The public gardens of Halifax promise flowers, blazing colors and tranquility. The gardens are not open in the winter but you can always take a leisurely walk around along the fence. If you take Marginal Road, you will stumble upon Pier 21, once upon a time Canada’s entry point for immigrants. The museum did a great job recreating the immigrant experience and presents live shows, multimedia presentations and a whole range of photographs and artifacts.
If you’re into gastronomical delights, try these restaurants:
Chives Canadian Bistro – 1537 Barrington Street. Casual dining, good wine list. Ask for their red wine-braised Nova Scotian lamb with root vegetable puree.
MacAskill’s Restaurant – 88 Alderney Drive (in the Darmouth Ferry Terminal Building).
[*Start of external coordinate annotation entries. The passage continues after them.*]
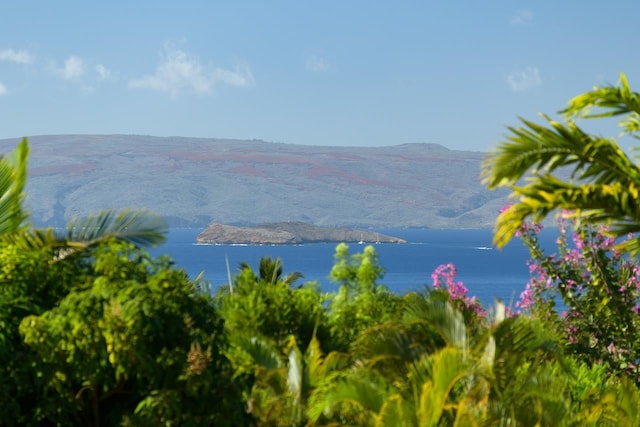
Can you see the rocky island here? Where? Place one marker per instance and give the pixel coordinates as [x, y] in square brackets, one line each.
[287, 233]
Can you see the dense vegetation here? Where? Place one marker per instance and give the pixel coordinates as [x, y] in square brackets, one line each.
[94, 331]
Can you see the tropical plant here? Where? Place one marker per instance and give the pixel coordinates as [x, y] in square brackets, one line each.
[360, 301]
[93, 331]
[499, 377]
[604, 184]
[267, 305]
[134, 342]
[598, 291]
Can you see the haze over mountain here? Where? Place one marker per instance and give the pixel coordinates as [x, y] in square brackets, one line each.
[195, 181]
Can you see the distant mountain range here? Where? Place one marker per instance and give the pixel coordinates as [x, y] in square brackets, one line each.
[193, 182]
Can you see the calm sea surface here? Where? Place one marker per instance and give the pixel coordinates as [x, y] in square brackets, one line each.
[486, 271]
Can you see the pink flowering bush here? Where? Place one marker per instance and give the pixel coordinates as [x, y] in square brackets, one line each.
[595, 289]
[444, 279]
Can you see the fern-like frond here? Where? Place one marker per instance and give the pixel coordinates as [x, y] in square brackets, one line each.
[13, 178]
[135, 226]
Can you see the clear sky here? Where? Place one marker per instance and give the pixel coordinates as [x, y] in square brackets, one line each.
[345, 72]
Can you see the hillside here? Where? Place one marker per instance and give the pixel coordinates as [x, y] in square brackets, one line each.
[194, 182]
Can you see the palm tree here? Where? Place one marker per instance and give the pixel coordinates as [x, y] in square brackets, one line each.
[507, 375]
[604, 183]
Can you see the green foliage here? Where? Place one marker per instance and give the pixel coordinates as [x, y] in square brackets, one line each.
[605, 183]
[267, 305]
[135, 342]
[598, 288]
[360, 301]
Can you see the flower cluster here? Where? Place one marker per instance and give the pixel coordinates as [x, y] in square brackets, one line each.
[444, 277]
[597, 286]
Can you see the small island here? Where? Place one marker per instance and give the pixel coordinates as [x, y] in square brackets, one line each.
[288, 233]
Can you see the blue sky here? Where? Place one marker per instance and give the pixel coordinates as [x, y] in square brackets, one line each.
[357, 73]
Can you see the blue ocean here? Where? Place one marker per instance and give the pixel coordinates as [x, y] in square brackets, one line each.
[487, 272]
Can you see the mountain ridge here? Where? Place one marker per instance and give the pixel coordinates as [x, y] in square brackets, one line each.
[197, 181]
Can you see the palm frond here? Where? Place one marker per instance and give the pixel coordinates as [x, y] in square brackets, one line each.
[13, 178]
[616, 205]
[609, 100]
[135, 226]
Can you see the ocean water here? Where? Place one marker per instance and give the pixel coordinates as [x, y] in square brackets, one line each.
[487, 272]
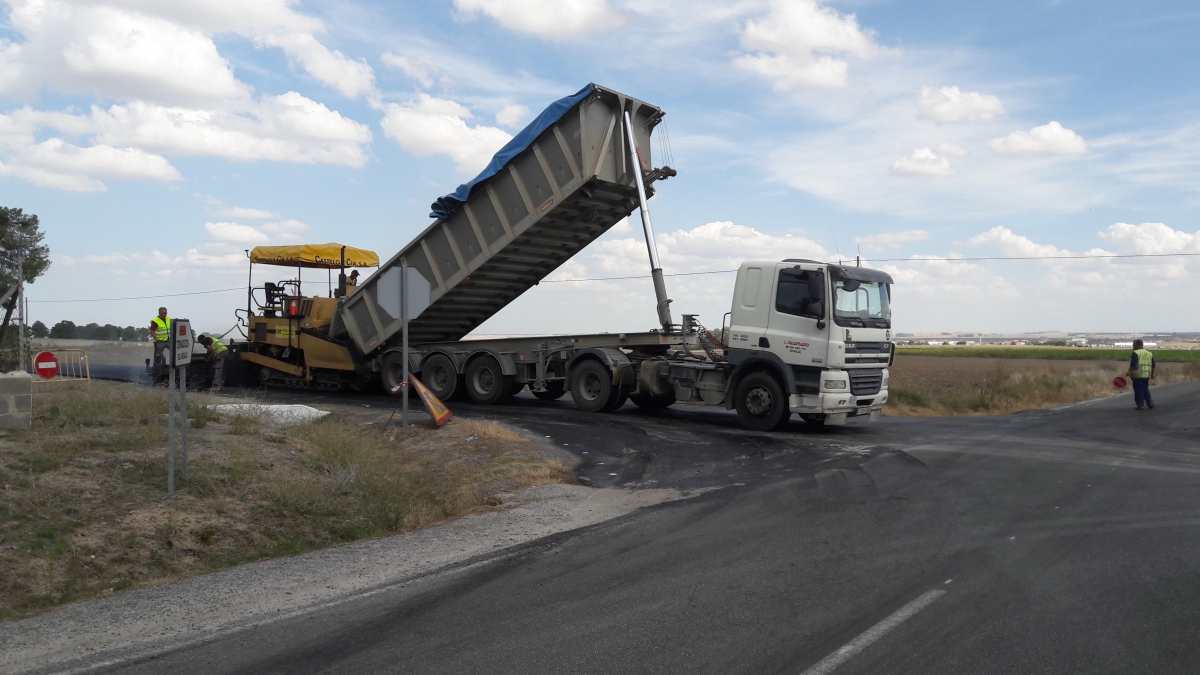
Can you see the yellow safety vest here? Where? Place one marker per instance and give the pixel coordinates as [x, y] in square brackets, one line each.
[162, 329]
[1145, 364]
Romantic view of the Halifax Harbour. Primarily seafood, but steak’s available.
Wooden Monkey – 1685 Argyle Street – organic food, home-brewed beers and coffees. Serves good seafood with fresh vegetables.
Prince George Hotel – want your waiters in starchy uniforms? This is your restaurant. Business-like ambiance. 1725 Market Street.
National parks are always delightful places to visit. Go for the Kejimkujik National Park experience, located 67 kilometers northwest of Liverpool. The park consists of 381 square kilometers, a generous stretch for canoeists, hikers or just leisure strollers. You can camp in the park and equipment is rented out. If you’re here in the Fall, the foliage will dazzle you.
Canso is an old settlement and is home to the Stan Rogers Folk Festival. Stan Rogers was a Canadian folk singer and composer. Enjoy the free boat rides to the island where interpretative tours are given.
Cape Breton Island is where you’ll take the Cabot Trail. Cape Breton is known for its other attractions – reason why it has been called Nova Scotia’s soul. A strong Scottish community is a source of pride for Cape Breton. Square dances are plentiful in Inverness County during the summer: piano sounds, fiddle tunes, happy choppy feet and smiling faces. The Cape’s western shoreline faces the Gulf of St. Lawrence where you get warm salt water and sandy beaches.
Baddeck is Cape Breton’s touristic spot – only because it has 1,000 motel beds. You can play a round of golf here in Baddeck, but you’ll want to visit the summer home of Alexander Graham Bell where he lived until his death at age 75.
If you like Celtic music, plan on visiting Baddeck for the Celtic Colours International Festival. It takes place for 10 days during the second and third weekends in October. Artists from international Celtic groups converge here. The general public pays anywhere between $18.00 and $90.00 to watch a show. There are workshops that give lessons on Gaelic language, history and culture.
You need not worry about accommodations in Nova Scotia, although you may want your travel agent to make reservations if you’re travelling in the summer. June, July and August are popular with vacationers. You have your choice of first class hotels, top country inss and bed and breakfasts. Air conditioning? Usually, in hotels downtown, but B&Bs along the coastline are cool because of their proximity to the ocean.